Other material LoNW issues

There are two other interesting LoNW issues the Marinera capture raises. The first is the question of neutral merchant vessels under convoy of neutral warships. Neutral merchant vessels are exempt from the belligerent right of visit and search if they are sailing under convoy of the neutral State’s warships (DoD Law of War Manual, § 15.134.2; San Remo Manual, rule 120). In such a case, the commander of the neutral convoy may be required by a commander of the intercepting warship to confirm the neutral character of the merchant vessel and provide, in writing, information as to cargo that the intercepting warship would have obtained through visit and search (DoD Law of War Manual, § 15.13.2.4).

There were claims of Russian warships in the vicinity of the Marinera. However, there was no assertion that she was under their convoy escort, only that they were nearby.

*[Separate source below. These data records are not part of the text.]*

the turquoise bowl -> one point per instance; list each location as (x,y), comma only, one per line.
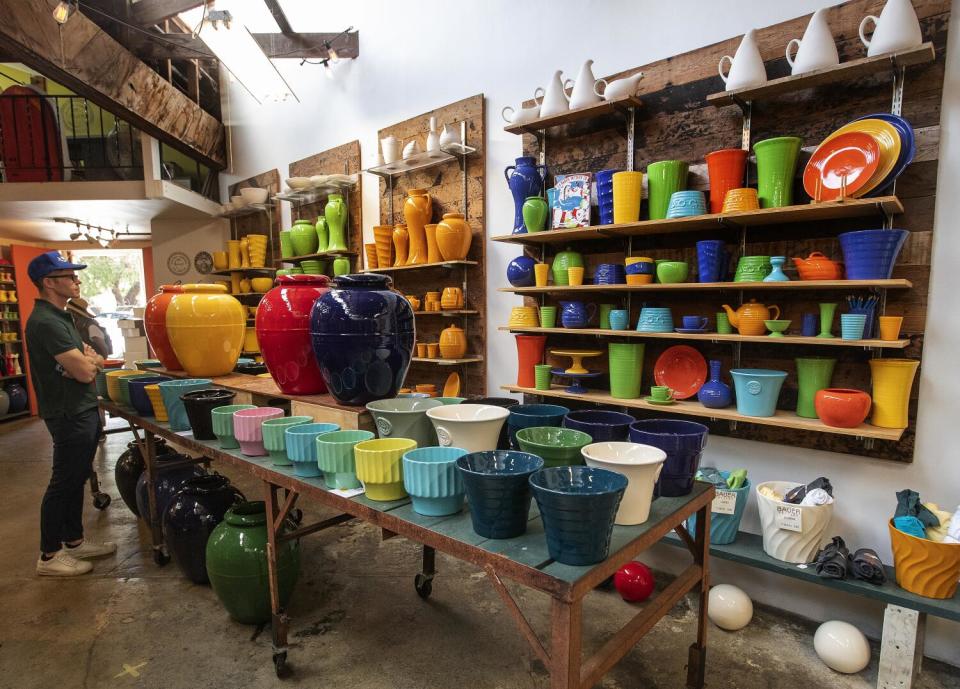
(431,477)
(301,443)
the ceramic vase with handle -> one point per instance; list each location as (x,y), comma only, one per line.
(525,179)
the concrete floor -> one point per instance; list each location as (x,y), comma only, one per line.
(357,621)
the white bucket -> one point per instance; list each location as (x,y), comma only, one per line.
(791,533)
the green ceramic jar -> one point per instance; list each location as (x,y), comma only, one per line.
(237,564)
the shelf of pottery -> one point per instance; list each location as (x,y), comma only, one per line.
(619,262)
(430,245)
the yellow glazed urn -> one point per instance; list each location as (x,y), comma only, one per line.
(206,327)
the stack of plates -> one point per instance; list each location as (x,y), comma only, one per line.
(863,158)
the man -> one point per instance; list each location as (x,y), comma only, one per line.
(63,369)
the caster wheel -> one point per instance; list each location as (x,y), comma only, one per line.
(423,585)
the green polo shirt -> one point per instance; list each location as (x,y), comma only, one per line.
(50,331)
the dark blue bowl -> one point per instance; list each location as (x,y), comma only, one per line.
(683,441)
(602,425)
(498,490)
(528,415)
(578,506)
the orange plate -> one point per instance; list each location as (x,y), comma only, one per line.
(853,155)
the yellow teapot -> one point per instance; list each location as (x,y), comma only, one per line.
(749,318)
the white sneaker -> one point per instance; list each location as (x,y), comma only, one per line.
(88,550)
(62,565)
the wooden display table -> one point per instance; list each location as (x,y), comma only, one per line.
(524,559)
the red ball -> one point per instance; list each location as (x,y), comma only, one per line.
(634,582)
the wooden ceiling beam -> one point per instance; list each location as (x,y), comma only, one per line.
(86,60)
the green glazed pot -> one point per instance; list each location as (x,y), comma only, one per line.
(535,214)
(274,438)
(776,168)
(222,418)
(557,446)
(237,564)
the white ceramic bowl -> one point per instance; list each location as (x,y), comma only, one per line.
(474,427)
(641,464)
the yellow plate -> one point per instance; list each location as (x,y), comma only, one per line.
(887,138)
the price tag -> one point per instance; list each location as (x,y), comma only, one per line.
(724,503)
(790,518)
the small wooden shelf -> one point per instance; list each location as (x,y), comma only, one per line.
(810,212)
(421,266)
(851,69)
(803,285)
(783,419)
(575,115)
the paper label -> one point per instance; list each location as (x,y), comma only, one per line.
(790,518)
(725,502)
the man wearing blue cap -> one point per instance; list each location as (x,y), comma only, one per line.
(63,370)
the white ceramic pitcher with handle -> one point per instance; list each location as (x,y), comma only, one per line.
(897,28)
(817,49)
(746,66)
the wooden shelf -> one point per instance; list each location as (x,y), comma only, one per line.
(716,337)
(575,115)
(852,69)
(783,419)
(421,266)
(893,283)
(811,212)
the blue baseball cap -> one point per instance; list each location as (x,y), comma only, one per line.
(47,263)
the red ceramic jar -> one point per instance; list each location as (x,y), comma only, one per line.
(841,407)
(155,323)
(283,332)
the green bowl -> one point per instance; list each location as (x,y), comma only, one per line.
(557,446)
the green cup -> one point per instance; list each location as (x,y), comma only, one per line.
(663,178)
(541,374)
(723,324)
(626,369)
(548,316)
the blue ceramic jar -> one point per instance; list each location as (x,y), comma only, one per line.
(363,336)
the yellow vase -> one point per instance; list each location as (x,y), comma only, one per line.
(417,209)
(892,383)
(205,326)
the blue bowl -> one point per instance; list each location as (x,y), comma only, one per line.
(578,506)
(498,490)
(431,477)
(601,425)
(529,415)
(683,441)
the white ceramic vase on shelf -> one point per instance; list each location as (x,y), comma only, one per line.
(817,49)
(897,28)
(746,66)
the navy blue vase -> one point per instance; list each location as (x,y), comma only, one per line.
(191,517)
(363,335)
(715,394)
(526,180)
(172,472)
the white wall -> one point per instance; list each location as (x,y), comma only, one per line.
(417,55)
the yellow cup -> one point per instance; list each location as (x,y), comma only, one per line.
(890,327)
(627,190)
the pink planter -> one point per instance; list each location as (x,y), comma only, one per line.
(247,428)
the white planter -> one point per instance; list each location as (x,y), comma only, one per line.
(783,543)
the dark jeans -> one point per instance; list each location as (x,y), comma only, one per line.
(74,447)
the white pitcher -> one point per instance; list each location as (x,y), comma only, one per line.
(817,49)
(554,100)
(584,93)
(620,88)
(746,66)
(897,28)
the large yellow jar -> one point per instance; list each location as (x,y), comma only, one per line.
(205,326)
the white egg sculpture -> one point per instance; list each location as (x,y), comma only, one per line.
(842,647)
(729,607)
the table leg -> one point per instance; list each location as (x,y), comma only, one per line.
(565,643)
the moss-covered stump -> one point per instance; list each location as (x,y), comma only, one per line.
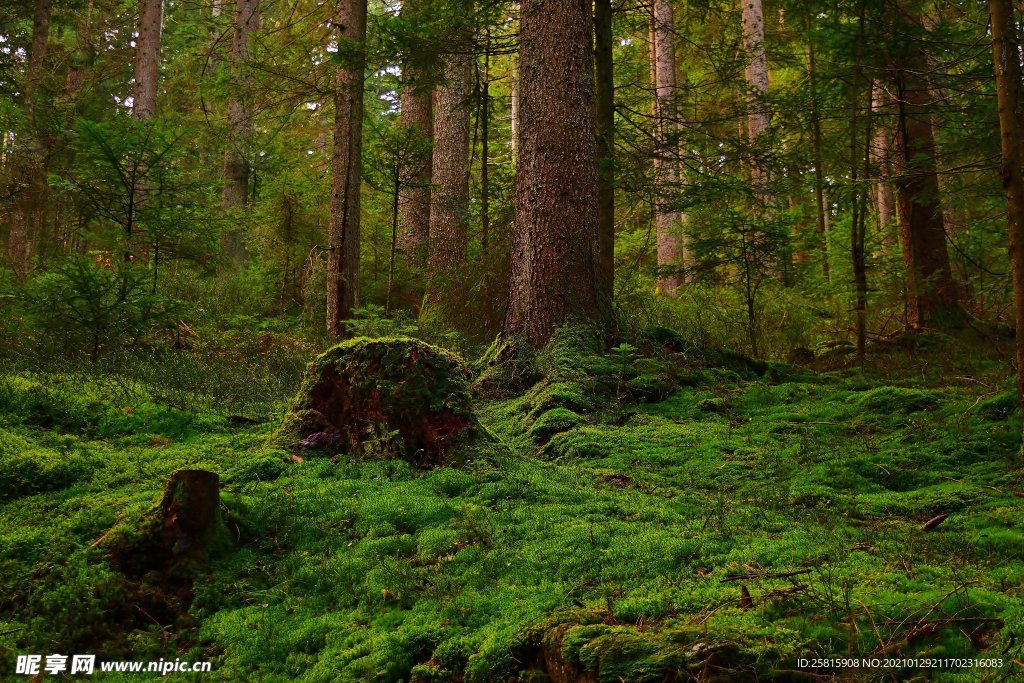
(394,397)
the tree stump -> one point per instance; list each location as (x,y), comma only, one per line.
(393,397)
(189,511)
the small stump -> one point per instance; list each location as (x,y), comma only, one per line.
(387,397)
(189,511)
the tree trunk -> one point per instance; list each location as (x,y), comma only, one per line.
(932,296)
(1006,55)
(450,195)
(605,122)
(414,204)
(554,244)
(883,153)
(151,20)
(757,81)
(671,247)
(346,167)
(29,169)
(240,119)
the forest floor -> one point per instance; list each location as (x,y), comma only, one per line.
(658,521)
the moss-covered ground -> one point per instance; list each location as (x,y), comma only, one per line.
(633,519)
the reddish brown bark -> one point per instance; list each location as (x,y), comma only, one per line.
(240,120)
(671,247)
(1006,56)
(554,246)
(346,167)
(151,20)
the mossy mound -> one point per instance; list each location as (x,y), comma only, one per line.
(393,397)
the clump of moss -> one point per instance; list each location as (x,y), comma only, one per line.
(998,409)
(889,399)
(391,396)
(553,422)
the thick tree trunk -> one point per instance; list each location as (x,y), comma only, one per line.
(417,118)
(605,122)
(240,120)
(29,169)
(151,22)
(554,245)
(450,195)
(346,167)
(757,81)
(932,296)
(1006,55)
(671,247)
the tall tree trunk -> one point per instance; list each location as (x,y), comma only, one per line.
(1006,55)
(883,152)
(605,121)
(417,118)
(819,172)
(450,195)
(346,167)
(240,120)
(151,22)
(671,247)
(757,82)
(554,244)
(932,295)
(29,169)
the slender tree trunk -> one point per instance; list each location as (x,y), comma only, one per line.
(151,23)
(343,229)
(605,122)
(29,168)
(555,241)
(883,152)
(240,119)
(414,205)
(819,173)
(1006,56)
(450,195)
(757,82)
(932,296)
(671,247)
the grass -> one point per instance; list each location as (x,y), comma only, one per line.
(731,526)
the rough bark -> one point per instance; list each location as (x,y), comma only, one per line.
(151,20)
(605,122)
(671,247)
(414,203)
(240,121)
(932,294)
(757,79)
(885,197)
(346,167)
(1006,56)
(450,194)
(29,167)
(554,245)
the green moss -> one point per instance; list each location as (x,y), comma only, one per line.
(553,422)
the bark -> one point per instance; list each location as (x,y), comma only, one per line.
(414,204)
(883,152)
(1006,56)
(671,247)
(240,120)
(554,245)
(450,195)
(757,79)
(151,20)
(29,167)
(605,122)
(346,167)
(932,294)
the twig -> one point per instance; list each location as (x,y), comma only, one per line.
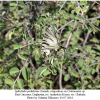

So, this exemption from visit and search is not relevant to a LoNW analysis of the operation.

The second issue concerns support for the operation from the United Kingdom. The BBC reported that “RAF surveillance aircraft and a Royal Navy support ship, the RFA Tideforce, took part in the operation.” Assuming, as we do, that the United States and Venezuela were engaged in an IAC at the time of the pursuit and capture of Marinera, the U.S. capture of the neutral merchant vessel was almost certainly a violation of the LoNW. The seizure was also likely unlawful under the law of the sea, as was explained in the previous article.

Thus, assuming, as we do, that the seizure/capture was unlawful under either legal regime, the United Kingdom would bear responsibility for its contribution to the operation based on “aiding and assisting” an “internationally wrongful act” of another State (Articles on State Responsibility, art. 16). Such responsibility requires that the assisting State know of the circumstances of the wrongful act and that the act would be unlawful had the assisting State carried it out. These requirements were likely met in this case.

Concluding thoughts 

The capture of the Marinera was, as a matter of LoNW, likely unlawful. Although there is, in theory, a narrow path to liability via the “effective contribution” element, an argument along those lines would almost certainly fail given the interpretive hurdles we have laid out. Indeed, if the United States were applying the LoNW, which it should be, the capture would need to be adjudicated before a Prize Court. However, there remains no indication in U.S. statements that the capture has been considered a LoNW-governed operation, which leaves the capture/seizure, as we have noted previously, in very rough seas as a matter of law.